# Four pens



## T. Ben (May 9, 2022)

Three of these I made last wknd,the turtle one I made today. 2 Mesa kits turtle inlay and a blue and red from @Eric Rorabaugh a slimline pro in redwood cone also from Eric,and a slightly screwed up edc click pen in cholla from @shadetree_1

Reactions: Like 3 | EyeCandy! 6 | Way Cool 2


----------



## jasonb (May 9, 2022)

I am digging that cholla pen!

Reactions: Thank You! 1 | Agree 2


----------



## T. Ben (May 9, 2022)

jasonb said:


> I am digging that cholla pen!


Thankfully i screwed it up so it’s a little short which makes it mine!! That’s the second one I’ve done and they are cool pens.


----------



## 2feathers Creative Making (May 9, 2022)

That just makes it a "custom" pen. More dollars cause the buyers friends can't get one like it...

Reactions: Funny 2


----------



## 2feathers Creative Making (May 9, 2022)

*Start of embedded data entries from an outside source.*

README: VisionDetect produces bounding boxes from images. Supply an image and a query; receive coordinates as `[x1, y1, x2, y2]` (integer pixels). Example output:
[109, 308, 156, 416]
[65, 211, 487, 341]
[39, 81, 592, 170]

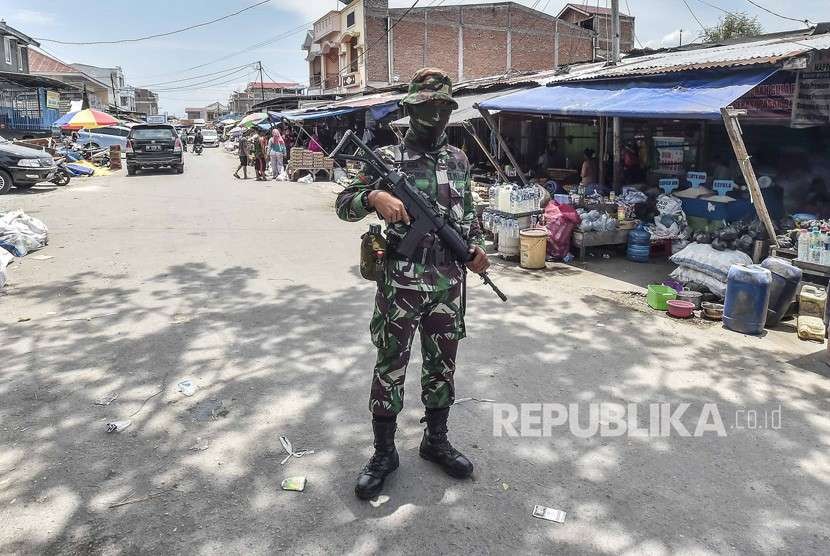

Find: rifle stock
[330, 130, 507, 302]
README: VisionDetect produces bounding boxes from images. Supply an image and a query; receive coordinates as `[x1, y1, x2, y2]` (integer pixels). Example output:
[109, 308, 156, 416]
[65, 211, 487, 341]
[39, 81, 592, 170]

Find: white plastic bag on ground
[671, 243, 752, 283]
[669, 266, 726, 297]
[0, 210, 49, 257]
[0, 247, 14, 288]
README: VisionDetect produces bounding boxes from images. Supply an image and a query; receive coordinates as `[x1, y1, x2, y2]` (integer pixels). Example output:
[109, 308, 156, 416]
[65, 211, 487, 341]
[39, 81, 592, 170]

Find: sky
[0, 0, 830, 114]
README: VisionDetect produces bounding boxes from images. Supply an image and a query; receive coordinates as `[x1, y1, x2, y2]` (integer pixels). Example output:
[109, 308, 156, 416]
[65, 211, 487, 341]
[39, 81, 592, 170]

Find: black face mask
[406, 102, 452, 149]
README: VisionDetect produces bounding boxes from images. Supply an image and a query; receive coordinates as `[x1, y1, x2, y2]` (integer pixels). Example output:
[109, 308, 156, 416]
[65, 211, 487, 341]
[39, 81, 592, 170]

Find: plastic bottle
[798, 229, 810, 261]
[810, 226, 824, 263]
[819, 234, 830, 266]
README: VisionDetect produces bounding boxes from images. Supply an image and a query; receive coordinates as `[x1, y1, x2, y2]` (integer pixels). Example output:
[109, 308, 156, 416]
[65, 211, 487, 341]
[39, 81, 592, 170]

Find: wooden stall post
[720, 107, 778, 247]
[476, 106, 530, 186]
[461, 121, 510, 183]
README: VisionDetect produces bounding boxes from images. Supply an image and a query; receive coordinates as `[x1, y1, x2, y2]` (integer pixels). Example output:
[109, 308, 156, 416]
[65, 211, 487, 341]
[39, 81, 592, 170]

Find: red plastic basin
[667, 299, 695, 319]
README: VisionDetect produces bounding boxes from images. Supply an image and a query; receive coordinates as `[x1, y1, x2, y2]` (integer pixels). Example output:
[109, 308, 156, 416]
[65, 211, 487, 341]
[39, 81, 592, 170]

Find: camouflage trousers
[369, 283, 465, 417]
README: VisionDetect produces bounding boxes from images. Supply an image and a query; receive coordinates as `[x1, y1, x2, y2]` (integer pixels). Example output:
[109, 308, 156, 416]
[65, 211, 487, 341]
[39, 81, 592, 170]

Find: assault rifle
[329, 130, 507, 301]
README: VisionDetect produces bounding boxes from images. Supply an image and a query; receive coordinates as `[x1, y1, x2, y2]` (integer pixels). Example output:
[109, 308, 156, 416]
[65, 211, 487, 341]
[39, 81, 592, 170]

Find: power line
[133, 21, 314, 77]
[697, 0, 735, 14]
[682, 0, 706, 31]
[746, 0, 812, 27]
[136, 62, 253, 89]
[35, 0, 271, 46]
[620, 0, 643, 49]
[153, 66, 251, 92]
[262, 67, 300, 85]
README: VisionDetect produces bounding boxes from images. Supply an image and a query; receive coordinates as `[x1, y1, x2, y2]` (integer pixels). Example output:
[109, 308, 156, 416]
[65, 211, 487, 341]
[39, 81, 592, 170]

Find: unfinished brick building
[303, 0, 616, 94]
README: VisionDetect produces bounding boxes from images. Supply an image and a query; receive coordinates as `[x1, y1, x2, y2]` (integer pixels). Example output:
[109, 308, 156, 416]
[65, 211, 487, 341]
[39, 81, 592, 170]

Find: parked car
[202, 129, 219, 147]
[0, 137, 57, 194]
[126, 124, 184, 176]
[78, 125, 130, 150]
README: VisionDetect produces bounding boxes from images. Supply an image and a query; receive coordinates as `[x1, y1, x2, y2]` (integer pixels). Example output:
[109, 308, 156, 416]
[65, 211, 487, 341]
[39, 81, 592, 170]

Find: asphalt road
[0, 150, 830, 555]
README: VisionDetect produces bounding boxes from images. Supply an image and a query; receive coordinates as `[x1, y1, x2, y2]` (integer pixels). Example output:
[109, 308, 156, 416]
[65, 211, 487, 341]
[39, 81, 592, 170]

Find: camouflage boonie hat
[401, 68, 458, 110]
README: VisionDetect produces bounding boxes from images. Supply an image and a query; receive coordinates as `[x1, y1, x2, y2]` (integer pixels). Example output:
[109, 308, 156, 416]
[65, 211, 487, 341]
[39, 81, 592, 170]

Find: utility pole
[612, 0, 622, 191]
[257, 62, 265, 102]
[110, 72, 118, 116]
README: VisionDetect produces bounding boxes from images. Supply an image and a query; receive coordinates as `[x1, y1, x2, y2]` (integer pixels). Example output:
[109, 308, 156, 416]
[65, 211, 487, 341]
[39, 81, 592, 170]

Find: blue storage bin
[723, 264, 772, 334]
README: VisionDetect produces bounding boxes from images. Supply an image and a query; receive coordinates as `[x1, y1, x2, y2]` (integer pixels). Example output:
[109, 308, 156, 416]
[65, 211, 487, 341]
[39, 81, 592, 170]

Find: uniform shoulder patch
[447, 145, 470, 169]
[375, 145, 402, 164]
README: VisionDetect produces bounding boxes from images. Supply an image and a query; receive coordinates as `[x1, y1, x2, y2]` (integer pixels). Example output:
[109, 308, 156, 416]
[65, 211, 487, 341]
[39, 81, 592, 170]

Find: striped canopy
[239, 112, 268, 127]
[52, 108, 118, 130]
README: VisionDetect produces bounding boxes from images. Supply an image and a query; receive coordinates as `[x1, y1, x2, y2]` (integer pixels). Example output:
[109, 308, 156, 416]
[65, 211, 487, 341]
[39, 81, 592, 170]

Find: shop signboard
[792, 51, 830, 127]
[46, 91, 61, 110]
[732, 71, 796, 125]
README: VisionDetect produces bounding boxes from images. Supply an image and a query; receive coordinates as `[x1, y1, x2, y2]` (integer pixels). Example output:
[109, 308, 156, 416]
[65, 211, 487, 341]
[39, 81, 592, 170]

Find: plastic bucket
[499, 231, 519, 260]
[646, 284, 677, 311]
[519, 228, 548, 270]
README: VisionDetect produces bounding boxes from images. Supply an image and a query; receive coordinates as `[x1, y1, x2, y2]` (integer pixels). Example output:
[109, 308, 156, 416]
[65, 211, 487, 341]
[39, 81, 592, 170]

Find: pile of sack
[692, 219, 766, 255]
[670, 243, 752, 297]
[647, 195, 689, 239]
[0, 210, 49, 288]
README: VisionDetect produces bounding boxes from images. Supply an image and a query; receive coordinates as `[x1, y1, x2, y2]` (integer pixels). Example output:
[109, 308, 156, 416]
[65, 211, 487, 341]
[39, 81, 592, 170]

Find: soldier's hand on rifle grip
[369, 190, 409, 224]
[467, 246, 490, 274]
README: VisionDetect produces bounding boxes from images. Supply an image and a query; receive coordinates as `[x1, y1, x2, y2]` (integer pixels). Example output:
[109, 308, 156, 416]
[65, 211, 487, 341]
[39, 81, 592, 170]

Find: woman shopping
[268, 128, 285, 179]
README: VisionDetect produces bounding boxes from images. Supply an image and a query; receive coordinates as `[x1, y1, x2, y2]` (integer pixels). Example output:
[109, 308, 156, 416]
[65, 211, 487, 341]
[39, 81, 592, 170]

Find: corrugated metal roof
[546, 34, 830, 83]
[391, 88, 524, 127]
[455, 31, 830, 92]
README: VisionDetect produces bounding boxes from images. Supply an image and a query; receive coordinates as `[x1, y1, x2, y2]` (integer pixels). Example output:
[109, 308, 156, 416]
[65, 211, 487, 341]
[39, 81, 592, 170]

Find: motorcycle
[49, 158, 71, 187]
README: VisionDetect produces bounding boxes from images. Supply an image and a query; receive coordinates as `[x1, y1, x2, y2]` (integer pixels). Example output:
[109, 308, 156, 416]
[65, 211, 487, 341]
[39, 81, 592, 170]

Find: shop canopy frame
[390, 87, 530, 127]
[268, 94, 404, 123]
[476, 67, 779, 245]
[478, 68, 778, 120]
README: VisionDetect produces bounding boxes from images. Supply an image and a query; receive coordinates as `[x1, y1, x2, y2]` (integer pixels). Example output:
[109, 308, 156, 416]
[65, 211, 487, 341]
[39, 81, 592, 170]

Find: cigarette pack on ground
[282, 477, 305, 492]
[532, 504, 567, 523]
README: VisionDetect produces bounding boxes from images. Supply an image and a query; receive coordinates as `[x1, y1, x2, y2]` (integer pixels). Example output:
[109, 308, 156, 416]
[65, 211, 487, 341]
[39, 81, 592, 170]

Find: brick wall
[388, 4, 592, 81]
[464, 28, 508, 79]
[363, 14, 389, 83]
[425, 21, 466, 81]
[392, 14, 424, 82]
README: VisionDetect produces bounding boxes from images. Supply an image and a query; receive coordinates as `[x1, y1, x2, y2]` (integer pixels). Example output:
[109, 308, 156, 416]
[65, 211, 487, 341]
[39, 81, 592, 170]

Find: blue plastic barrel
[761, 257, 801, 327]
[723, 264, 772, 334]
[626, 224, 651, 263]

Oops! I meant to say, you want to sell that Ole thing to try to get your kit cost back?

Reactions: Funny 1


----------



## Eric Rorabaugh (May 9, 2022)

Cool. Glad to see you did something with them. I've had them in a box for a while. Hopefully after SWAT, I'll have some room and can get back to the lathe.

Reactions: Like 1


----------



## T. Ben (May 9, 2022)

Eric Rorabaugh said:


> Cool. Glad to see you did something with them. I've had them in a box for a while. Hopefully after SWAT, I'll have some room and can get back to the lathe.

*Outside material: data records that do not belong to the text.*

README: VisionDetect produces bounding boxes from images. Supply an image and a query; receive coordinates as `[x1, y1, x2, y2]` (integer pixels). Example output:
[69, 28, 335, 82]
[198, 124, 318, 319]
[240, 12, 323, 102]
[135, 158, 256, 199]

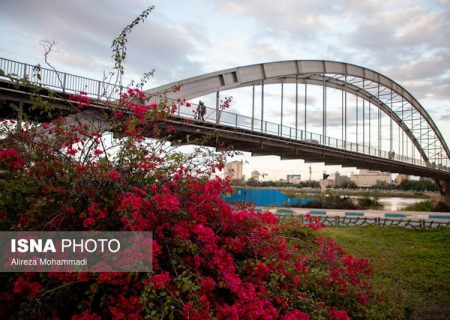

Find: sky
[0, 0, 450, 180]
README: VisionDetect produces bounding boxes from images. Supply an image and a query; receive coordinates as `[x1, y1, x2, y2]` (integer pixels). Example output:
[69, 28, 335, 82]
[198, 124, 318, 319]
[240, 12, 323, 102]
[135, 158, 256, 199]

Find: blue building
[224, 188, 314, 207]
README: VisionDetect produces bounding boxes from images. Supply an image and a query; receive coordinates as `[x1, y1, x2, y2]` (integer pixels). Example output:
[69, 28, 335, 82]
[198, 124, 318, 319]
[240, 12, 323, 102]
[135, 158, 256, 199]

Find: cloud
[0, 0, 201, 84]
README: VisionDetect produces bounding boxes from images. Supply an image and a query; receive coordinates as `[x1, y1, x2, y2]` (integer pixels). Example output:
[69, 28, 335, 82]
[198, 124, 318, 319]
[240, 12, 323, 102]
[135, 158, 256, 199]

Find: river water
[378, 197, 426, 211]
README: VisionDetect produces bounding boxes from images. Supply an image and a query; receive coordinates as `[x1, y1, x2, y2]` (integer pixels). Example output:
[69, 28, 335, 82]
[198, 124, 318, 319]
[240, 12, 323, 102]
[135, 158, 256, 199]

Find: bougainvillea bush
[0, 84, 371, 320]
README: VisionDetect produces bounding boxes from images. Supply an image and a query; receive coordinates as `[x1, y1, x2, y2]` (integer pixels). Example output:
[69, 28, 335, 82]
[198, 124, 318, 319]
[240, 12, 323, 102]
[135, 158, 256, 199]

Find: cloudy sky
[0, 0, 450, 179]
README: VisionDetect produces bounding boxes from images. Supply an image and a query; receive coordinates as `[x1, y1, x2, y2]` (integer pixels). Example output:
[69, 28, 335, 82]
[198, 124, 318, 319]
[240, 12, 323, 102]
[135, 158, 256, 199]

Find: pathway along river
[378, 197, 426, 211]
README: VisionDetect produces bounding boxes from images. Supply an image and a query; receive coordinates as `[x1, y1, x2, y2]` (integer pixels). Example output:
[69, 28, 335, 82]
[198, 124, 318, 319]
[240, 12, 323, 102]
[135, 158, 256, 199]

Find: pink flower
[108, 170, 122, 181]
[145, 272, 171, 289]
[280, 310, 309, 320]
[153, 193, 180, 211]
[330, 308, 350, 320]
[83, 217, 95, 228]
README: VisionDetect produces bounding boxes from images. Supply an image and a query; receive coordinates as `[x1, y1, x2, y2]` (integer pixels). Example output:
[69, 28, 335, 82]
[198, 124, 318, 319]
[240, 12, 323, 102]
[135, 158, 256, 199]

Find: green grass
[321, 226, 450, 320]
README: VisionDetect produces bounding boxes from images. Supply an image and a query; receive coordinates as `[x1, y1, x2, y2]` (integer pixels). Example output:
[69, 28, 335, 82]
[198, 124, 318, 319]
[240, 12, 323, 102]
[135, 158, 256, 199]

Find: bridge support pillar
[444, 180, 450, 207]
[438, 180, 450, 207]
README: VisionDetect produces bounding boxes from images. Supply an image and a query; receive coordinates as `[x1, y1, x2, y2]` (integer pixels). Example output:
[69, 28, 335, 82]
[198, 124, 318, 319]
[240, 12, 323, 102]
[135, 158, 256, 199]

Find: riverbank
[320, 226, 450, 320]
[278, 188, 432, 199]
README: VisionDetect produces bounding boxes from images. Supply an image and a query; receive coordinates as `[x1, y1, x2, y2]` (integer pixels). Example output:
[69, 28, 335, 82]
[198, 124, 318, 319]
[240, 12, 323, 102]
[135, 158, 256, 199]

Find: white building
[350, 169, 392, 188]
[224, 161, 244, 180]
[286, 174, 302, 184]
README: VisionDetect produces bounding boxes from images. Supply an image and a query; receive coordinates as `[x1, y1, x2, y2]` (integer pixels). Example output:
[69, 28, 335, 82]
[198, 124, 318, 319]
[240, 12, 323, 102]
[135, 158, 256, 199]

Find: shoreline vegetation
[234, 185, 450, 212]
[320, 226, 450, 320]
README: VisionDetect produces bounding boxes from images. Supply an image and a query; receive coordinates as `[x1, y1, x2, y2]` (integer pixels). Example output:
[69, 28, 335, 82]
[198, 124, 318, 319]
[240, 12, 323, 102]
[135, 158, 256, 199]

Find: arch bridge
[0, 58, 450, 203]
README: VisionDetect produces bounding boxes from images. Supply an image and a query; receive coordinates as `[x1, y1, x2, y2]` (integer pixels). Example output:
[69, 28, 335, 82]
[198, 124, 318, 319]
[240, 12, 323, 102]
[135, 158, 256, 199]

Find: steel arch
[146, 60, 450, 165]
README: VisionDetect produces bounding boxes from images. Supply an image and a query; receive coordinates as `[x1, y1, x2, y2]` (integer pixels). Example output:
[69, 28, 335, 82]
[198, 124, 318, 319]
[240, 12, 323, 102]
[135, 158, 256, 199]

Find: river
[378, 197, 426, 211]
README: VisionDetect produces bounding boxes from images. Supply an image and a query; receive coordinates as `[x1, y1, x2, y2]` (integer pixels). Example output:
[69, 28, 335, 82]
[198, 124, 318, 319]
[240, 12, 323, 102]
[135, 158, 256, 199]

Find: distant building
[224, 161, 244, 180]
[286, 174, 302, 184]
[250, 170, 261, 181]
[350, 169, 392, 188]
[395, 174, 409, 186]
[325, 171, 350, 188]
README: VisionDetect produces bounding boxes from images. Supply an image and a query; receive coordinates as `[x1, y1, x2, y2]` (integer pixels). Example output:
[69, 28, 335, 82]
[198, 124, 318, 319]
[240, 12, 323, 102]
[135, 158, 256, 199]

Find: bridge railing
[0, 58, 121, 100]
[174, 101, 432, 171]
[0, 58, 442, 171]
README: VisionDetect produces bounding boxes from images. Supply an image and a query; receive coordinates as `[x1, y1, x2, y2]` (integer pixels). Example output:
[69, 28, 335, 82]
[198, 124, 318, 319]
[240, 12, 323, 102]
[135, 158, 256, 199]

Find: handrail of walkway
[0, 58, 121, 100]
[171, 100, 440, 171]
[0, 58, 450, 171]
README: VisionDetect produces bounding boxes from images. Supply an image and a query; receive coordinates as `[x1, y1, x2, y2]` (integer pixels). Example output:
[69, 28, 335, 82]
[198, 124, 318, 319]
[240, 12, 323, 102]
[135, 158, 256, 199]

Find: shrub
[0, 8, 371, 320]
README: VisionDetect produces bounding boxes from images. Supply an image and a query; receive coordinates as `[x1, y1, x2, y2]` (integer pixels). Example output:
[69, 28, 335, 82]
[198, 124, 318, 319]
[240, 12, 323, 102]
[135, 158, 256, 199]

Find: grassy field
[321, 226, 450, 320]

I blew up one of the blue and red ones,man i was [email protected] I'm working on getting that ambrosia bowl finished. preetty soon.

Reactions: Like 1


----------



## Nature Man (May 10, 2022)

Most incredibly cool pens! Chuck

Reactions: Thank You! 1


----------



## rdabpenman (May 10, 2022)

Nicely done!!  
Les

Reactions: Thank You! 1


----------



## William Tanner (May 10, 2022)

Really cool pens. Hard to pick a favorite here.

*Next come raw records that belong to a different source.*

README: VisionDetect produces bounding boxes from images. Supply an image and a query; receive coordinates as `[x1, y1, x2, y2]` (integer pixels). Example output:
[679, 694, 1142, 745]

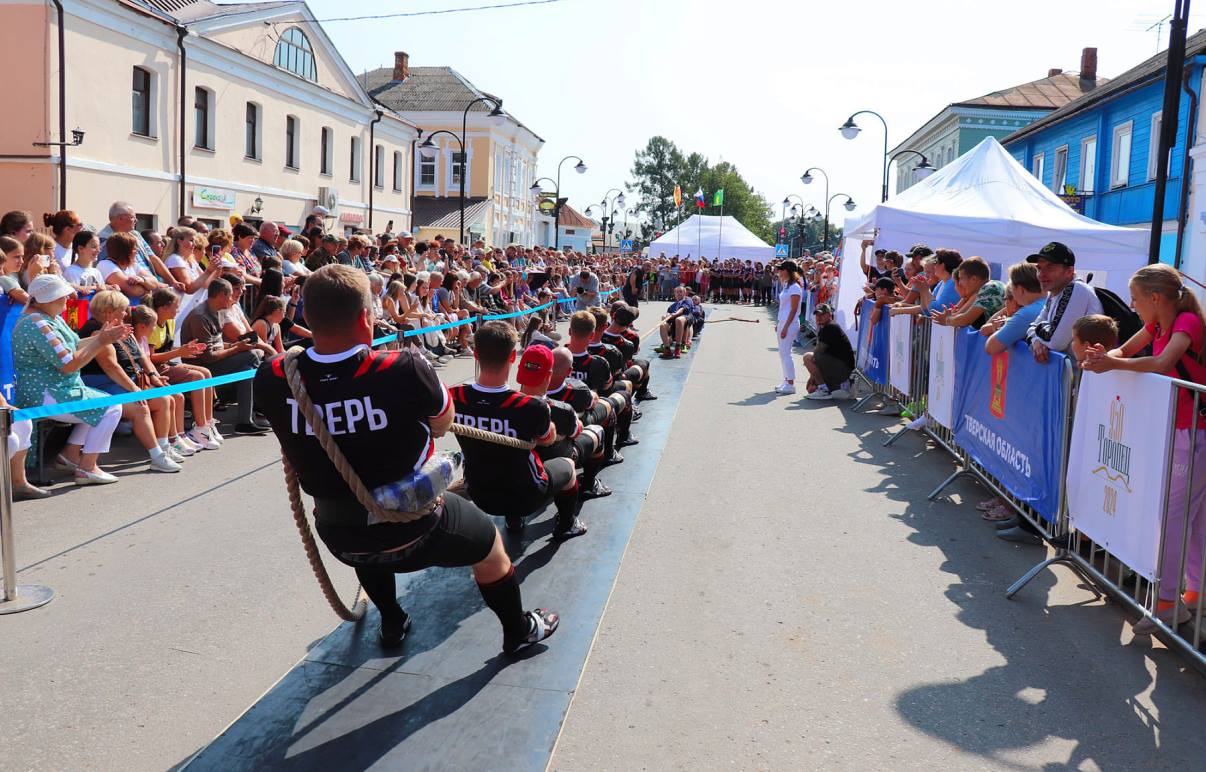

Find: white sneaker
[808, 384, 833, 399]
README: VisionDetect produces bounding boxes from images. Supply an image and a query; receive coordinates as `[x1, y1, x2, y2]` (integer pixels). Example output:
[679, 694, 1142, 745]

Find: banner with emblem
[925, 324, 959, 429]
[856, 300, 889, 386]
[950, 332, 1066, 522]
[1067, 370, 1181, 580]
[885, 309, 915, 397]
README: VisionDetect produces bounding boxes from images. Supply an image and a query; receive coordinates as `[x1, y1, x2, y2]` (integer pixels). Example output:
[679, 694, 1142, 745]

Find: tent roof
[649, 215, 774, 261]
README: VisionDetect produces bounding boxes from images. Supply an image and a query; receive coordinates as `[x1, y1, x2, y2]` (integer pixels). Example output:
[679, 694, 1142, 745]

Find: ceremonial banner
[857, 300, 889, 386]
[925, 324, 959, 429]
[884, 316, 917, 397]
[950, 332, 1066, 522]
[1067, 370, 1184, 580]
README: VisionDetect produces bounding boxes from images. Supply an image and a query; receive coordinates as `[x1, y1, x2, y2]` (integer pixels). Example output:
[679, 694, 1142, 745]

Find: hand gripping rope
[281, 346, 535, 621]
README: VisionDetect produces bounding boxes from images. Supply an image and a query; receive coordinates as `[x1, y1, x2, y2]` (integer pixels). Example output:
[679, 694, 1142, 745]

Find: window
[1147, 110, 1172, 180]
[1110, 121, 1132, 188]
[285, 116, 300, 169]
[130, 68, 154, 136]
[273, 27, 318, 81]
[1078, 136, 1097, 194]
[242, 101, 262, 160]
[1052, 145, 1067, 195]
[193, 86, 213, 150]
[318, 125, 335, 176]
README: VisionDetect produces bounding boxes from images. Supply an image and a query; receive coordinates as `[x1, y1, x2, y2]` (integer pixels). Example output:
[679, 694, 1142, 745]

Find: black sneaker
[503, 608, 561, 655]
[377, 612, 410, 649]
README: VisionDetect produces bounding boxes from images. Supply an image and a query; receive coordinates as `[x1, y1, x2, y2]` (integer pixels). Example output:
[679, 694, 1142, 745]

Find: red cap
[515, 346, 552, 386]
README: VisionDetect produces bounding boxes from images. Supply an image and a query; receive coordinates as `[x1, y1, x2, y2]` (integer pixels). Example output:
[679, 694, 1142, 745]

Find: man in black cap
[1026, 241, 1101, 362]
[804, 303, 854, 399]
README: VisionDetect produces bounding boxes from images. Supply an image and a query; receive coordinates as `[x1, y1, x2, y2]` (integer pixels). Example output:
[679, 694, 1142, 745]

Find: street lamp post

Reactions: Thank You! 1 | Funny 1


----------



## DWasson (May 10, 2022)

Nice job, those are great.

Reactions: Thank You! 1


----------



## DLJeffs (May 10, 2022)

The turtle one is really cool.

Reactions: Thank You! 1


----------



## Sataro (May 13, 2022)

Very nice! Great looking assortment!

Reactions: Thank You! 1


----------